Markup languages provide formatting information necessary for Web browsers to display documents found on the World Wide Web within the Internet. Commonly used markup languages include Hypertext Markup Language (HTML) and Extensible Markup Language (XML). A document formatted or written in a markup language contains two types of information—formatting information and content information. “Markup” refers to sets of commands or tags that describe to the web browser how to format and layout content information on a page. The content data consists of readable information characters typically encoded according to the American Standard for Information Interchange (ASCII) that is actually displayed to a user. The markup commands or “tags” typically consist of multiple ASCII characters that describe the format for the content information to be displayed. For example, a tag for creating a table in a document would start with an opening tag <TABLE> followed by the content information for the table and then closed by an end tag </TABLE>.
As markup language documents are transmitted and stored on the World Wide Web, their binary representations may be compressed to facilitate efficient transmission of the data.
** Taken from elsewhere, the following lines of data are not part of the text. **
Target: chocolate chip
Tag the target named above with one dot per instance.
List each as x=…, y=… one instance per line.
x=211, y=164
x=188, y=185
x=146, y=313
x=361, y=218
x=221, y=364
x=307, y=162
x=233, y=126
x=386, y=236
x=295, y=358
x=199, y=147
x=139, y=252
Conventional compression techniques reduce the size of the binary markup language document representation that reduces the time required to transmit and the space required to store the document. Each character within a markup language document is weighed equally when converted to its binary representation. Many markup tags, however, contain multiple characters to describe a particular format type. For example, using the tag (FONT FACE=“ARIAL” SIZE=2 COLOR=“#339966”) describes the font, its size and color for text to be displayed to the user. Each character within that markup tag would be translated to a binary representation that would be further compressed using conventional compression algorithms. However, using multiple characters to establish a particular format takes up more storage and requires a larger bandwidth to transmit such a document. Furthermore, many markup tags are necessary to properly display a document resulting in an increased amount of storage necessary to store such a document and to transmit the document.
Markup language tags having multiple characters to represent certain formats are said to exhibit a high degree of redundancy or a low information entropy. This leads to data representing character formats having the same “value” as the character information itself. This result produces a document with many formatting characters associated with a fewer number of information characters. Currently, there is no meaningful method for describing the markup language tags in proper proportion to the content data. For example, to show a bold character you would need the opening tag <B> the character data, and the closing tag </B>. Thus, describing character data in a bold format would require seven characters to do so.
Low bandwidth applications or transmission systems sending large amounts of information require efficient compression of information to the maximum extent possible. Current compression techniques suitable for applications that do not have bandwidth limitations may continue to be acceptable solutions for that environment. However, narrow bandwidth applications require additional methods and techniques to optimize compression of data and its associated formatting information to achieve efficient transmission. One such narrow bandwidth application is transmitting information via satellite where bandwidth space is limited.
Current compression techniques are also adequate to serve hardware configurations having large amounts of memory to store markup language documents. However, as more devices are introduced to receive markup language files and display such information to a user, space may become limited in such devices. These devices may include hand-held personal data assistants (PDAs) or a cellular telephones.
Accordingly, there exists a need to optimize the storage and transmission of documents formatted in markup languages. Moreover, there is a need for such a method that is more efficient, more economical and faster than conventional methods for compressing data in a markup language format.